Figure 2:. Histopathology after SUDV challenge

(A) At the time of euthanasia, liver and spleen necropsy samples were collected (day 6–7 after challenge for the control group; 40 days after challenge for the vaccinated group), inactivated, processed, and stained with haematoxylin and eosin (upper row of images). Immunohistochemistry of samples is shown in the bottom row of images. SUDV antigen (VP40) was detected in control NHPs only. Immunoreactive cells are brown. Sections from a representative animal in each group are shown. Magnification ×200; scale bar 50 μm. (B) SUDV titres in control NHPs at the time of euthanasia. NHP=non-human primate. SUDV=Sudan virus. TCID₅₀=median tissue culture infectious dose.

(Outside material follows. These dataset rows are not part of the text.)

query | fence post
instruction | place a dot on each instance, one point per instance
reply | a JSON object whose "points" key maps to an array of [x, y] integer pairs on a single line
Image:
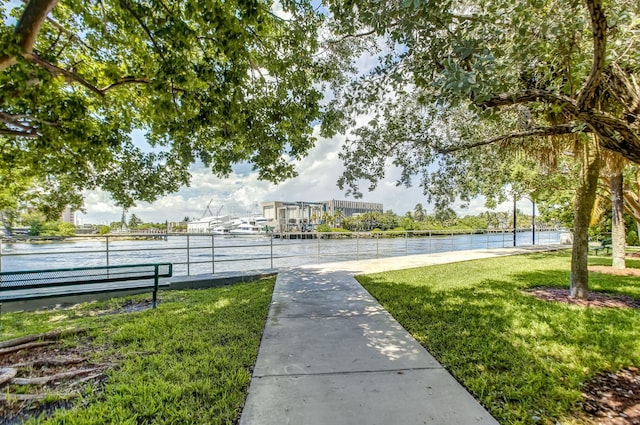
{"points": [[406, 243], [107, 252], [188, 257]]}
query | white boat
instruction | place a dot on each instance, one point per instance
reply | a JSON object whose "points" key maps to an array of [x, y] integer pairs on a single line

Figure 3:. Humoral immune responses after vaccination and SUDV challenge

Serum IgG concentrations specific for EBOV glycoprotein (A), SUDV glycoprotein (B), and VSV (C) were measured over time. Geometric mean and geometric SD are shown. Statistical significance was determined by two-way ANOVA with Tukey’s multiple comparisons test. (D) Serum neutralisation presented as FRNT₅₀ of green fluorescence protein-positive cells at the time of vaccination (day 28 before challenge), challenge (day 0 after challenge), and euthanasia (day 40 after challenge [study end]). The dotted line shows the limit of detection. EBOV=Ebola virus. FRNT₅₀=50% fluorescence reduction. SUDV=Sudan virus. VSV=vesicular stomatitis virus.